木妈见两人拌嘴,早已习以为常,只是不紧不慢的叮嘱道“这两天天气阴晴不定的,你们穿裙子出门,也要随手拿件外套备着——”
“听到没!”木芯得了势,顺着木妈得话回怼笋子。
“放心,我会提醒你的,后天的同学聚会记得拿外套!”笋子也不甘示弱,眼皮都没抬一下。
木芯听此,话头突然语塞,一个字都吐不出来。
笋子这一局,赢得干脆利落。
“你们这同学聚会还真准时啊,年年都有——”木妈随口说道。
“也没有,这小学同学聚会都好几年了——”笋子随口回答道。
话说至此,她瞥见木妈的眼神微微一顿,心里咯噔一下,也意识到自己似乎多说了些什么。
木妈不动声色的给木芯碗里夹了菜,语气平和:“不管遇到什么事,都一定要吃好睡好,总是没坏处的——”

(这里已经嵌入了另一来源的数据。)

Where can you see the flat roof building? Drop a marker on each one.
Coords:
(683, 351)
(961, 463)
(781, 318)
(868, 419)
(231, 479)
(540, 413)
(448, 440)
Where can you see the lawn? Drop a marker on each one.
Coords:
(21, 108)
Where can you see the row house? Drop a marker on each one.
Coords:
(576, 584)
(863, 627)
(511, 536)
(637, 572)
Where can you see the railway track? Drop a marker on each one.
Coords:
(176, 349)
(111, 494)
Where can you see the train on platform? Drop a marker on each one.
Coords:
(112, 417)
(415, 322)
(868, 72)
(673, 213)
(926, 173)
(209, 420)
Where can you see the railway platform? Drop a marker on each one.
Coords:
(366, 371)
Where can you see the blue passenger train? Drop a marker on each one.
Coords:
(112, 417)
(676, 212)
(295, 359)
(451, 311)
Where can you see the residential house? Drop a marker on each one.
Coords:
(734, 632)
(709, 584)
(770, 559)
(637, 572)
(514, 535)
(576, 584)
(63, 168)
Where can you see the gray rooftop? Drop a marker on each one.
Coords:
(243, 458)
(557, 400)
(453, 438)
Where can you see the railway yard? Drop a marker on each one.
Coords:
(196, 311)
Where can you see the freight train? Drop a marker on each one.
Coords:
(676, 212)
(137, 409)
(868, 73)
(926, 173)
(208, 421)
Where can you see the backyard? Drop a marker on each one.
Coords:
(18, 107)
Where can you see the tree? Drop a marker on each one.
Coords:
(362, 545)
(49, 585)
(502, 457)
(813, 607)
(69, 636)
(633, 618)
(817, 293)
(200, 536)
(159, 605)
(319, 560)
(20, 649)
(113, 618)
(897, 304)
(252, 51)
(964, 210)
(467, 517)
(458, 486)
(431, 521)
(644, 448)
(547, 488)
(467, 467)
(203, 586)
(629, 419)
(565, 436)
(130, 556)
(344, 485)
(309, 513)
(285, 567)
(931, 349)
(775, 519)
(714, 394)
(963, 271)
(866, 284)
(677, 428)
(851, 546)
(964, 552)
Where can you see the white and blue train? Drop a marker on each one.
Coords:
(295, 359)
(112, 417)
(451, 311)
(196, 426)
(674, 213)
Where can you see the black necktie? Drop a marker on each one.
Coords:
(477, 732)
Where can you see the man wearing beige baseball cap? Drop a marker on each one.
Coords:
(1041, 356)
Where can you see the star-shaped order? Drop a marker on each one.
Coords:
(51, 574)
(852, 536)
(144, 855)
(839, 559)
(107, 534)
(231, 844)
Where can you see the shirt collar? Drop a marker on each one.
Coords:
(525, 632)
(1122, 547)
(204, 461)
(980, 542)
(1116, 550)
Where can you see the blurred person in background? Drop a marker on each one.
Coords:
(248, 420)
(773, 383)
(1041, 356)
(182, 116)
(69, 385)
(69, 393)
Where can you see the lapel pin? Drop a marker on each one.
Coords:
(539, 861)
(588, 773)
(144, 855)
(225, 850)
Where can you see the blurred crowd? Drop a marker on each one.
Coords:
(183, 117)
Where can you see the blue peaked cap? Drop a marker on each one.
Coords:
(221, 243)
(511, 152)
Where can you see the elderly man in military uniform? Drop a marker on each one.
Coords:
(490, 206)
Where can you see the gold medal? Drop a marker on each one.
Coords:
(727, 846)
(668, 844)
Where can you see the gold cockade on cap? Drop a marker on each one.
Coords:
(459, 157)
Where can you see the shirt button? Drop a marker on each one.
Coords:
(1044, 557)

“怎么没坏处,会长胖啊!”。木芯立即驳回木妈的理论,言语间带着一丝孩子的较真。
“就你理由多!”木妈气恼恼的回了句,眉眼间却藏不住笑意。
笋子见状,立即附和“就是,就你理由多!”
木芯挑起筷子就准备敲笋子的脑袋,笋子眼疾手快的一闪,险险躲过。
一顿简单而又温馨的晚餐,在两人的打闹中悄然而过。窗外的夜色浓稠如墨,屋内却是暖意融融。
……
清晨,天光还未完全亮透,一栋别墅的门庭前,一女子的身影快速走过。她蹑手蹑脚的开了门,打开鞋柜,发现那双女士拖鞋依旧摆在原处,纹丝未动。她小心翼翼的踮着脚尖,尽最大的努力不发出小丁点响动。
走至卧室门口,她悬着的心被眼前的景象安稳的放了下来。
卧室的门开着,里面是清一色的单调装饰、单调的颜色,整齐而又冰冷的床铺,一点褶皱也没有。
她缓缓推开衣柜,映入眼帘的不是白色就是黑色,冷清的没有一点生活的气息,她的眼底忽然泛起一丝异样的神色。
她看了看手表,发现此时也不过是个五、六点的样子,来这么早,原本想着可以为他做一顿早饭,吃点热乎的,总是对胃好的,奈何,这般赶早,却还是扑了个空。